What’s your go-to breakfast?

I eat two eggs with spinach and cheese, either on toast or in a burrito. And then coffee with chocolate Rockin’ Protein.

You mentioned that your mind is just as important to engage in your sport as your body. What do you tell yourself during training to keep your motivation going?

One of the things that I’ve always been about is making sure that I don’t give in to the expectations of anybody except myself.

I surround myself with people who believe in me being the best I can be, not me being the best for a girl or for my age or whatever. When I started this sport, I was just as good as the boys my age who were training. And for a long time I used to say, “I want to jump like the boys.” I’ve changed that motto and now say, “I want to jump my best regardless of what the expectations are.”

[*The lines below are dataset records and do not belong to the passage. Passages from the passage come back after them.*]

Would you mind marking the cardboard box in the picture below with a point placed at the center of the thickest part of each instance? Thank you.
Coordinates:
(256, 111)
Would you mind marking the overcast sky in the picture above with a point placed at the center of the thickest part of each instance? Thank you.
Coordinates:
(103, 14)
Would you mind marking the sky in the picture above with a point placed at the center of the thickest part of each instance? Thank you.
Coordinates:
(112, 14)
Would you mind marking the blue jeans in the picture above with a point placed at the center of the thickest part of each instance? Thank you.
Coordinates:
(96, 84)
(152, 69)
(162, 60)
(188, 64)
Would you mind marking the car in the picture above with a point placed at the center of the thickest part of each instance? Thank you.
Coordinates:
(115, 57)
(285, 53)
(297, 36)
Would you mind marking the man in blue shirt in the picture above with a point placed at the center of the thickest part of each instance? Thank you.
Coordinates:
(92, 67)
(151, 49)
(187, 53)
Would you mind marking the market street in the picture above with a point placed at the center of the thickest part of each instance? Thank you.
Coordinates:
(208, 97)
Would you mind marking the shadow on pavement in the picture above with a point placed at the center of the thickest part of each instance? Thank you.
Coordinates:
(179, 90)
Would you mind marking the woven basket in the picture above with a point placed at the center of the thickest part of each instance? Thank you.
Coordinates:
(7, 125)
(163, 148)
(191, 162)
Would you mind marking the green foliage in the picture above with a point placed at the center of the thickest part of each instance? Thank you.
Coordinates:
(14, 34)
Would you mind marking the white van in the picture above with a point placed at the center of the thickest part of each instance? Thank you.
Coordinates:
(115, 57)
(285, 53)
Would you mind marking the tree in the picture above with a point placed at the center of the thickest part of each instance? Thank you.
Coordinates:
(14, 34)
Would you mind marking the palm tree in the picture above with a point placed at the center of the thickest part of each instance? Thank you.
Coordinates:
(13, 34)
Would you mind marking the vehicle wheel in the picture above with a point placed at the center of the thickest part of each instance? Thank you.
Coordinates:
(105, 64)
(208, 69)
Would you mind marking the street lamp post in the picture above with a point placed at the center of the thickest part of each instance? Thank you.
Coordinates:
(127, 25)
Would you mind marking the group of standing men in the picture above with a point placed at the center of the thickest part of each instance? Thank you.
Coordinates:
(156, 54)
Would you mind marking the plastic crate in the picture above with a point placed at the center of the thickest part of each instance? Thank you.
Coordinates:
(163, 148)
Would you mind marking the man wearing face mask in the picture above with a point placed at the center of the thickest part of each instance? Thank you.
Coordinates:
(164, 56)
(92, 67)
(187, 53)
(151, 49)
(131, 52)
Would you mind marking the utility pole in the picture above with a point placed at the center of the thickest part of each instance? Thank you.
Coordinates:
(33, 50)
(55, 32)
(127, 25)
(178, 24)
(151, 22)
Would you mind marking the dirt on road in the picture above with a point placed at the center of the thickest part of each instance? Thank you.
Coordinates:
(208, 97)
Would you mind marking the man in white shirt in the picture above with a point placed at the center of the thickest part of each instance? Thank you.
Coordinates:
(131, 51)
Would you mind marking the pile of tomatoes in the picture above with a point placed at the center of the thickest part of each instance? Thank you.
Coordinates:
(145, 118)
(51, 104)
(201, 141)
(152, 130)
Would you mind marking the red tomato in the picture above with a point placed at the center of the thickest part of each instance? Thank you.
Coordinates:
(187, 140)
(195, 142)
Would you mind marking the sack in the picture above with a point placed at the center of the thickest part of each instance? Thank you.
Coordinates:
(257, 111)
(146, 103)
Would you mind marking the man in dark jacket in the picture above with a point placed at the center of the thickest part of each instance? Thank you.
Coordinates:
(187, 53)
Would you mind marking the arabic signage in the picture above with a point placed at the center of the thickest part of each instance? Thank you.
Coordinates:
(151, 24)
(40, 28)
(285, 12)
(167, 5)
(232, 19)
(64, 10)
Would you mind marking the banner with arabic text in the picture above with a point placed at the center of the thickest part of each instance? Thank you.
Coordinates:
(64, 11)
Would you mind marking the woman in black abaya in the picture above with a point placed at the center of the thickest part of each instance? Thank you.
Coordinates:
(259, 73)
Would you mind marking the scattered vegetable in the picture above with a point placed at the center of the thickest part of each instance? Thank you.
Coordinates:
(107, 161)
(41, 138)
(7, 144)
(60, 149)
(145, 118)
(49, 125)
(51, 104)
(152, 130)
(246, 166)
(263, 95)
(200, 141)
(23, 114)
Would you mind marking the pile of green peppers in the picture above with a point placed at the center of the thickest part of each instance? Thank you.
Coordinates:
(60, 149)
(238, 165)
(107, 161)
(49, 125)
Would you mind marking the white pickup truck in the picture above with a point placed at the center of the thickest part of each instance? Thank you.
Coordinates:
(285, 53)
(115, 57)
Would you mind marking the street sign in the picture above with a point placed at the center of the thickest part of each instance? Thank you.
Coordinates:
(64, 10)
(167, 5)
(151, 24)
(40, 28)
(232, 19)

What’s one big misconception people have about being an Olympic skier?

That we aren’t scared or that we lack fear. Everyone looks at us and says, “You’re fearless.” No, I’m extra scared ― I just handle it better. I have all the tools and techniques to have the fear, recognize it and then take the steps necessary to overcome it and still go out and jump. We are all up there scared, we just work to get over it.

Interview has been edited and condensed for clarity.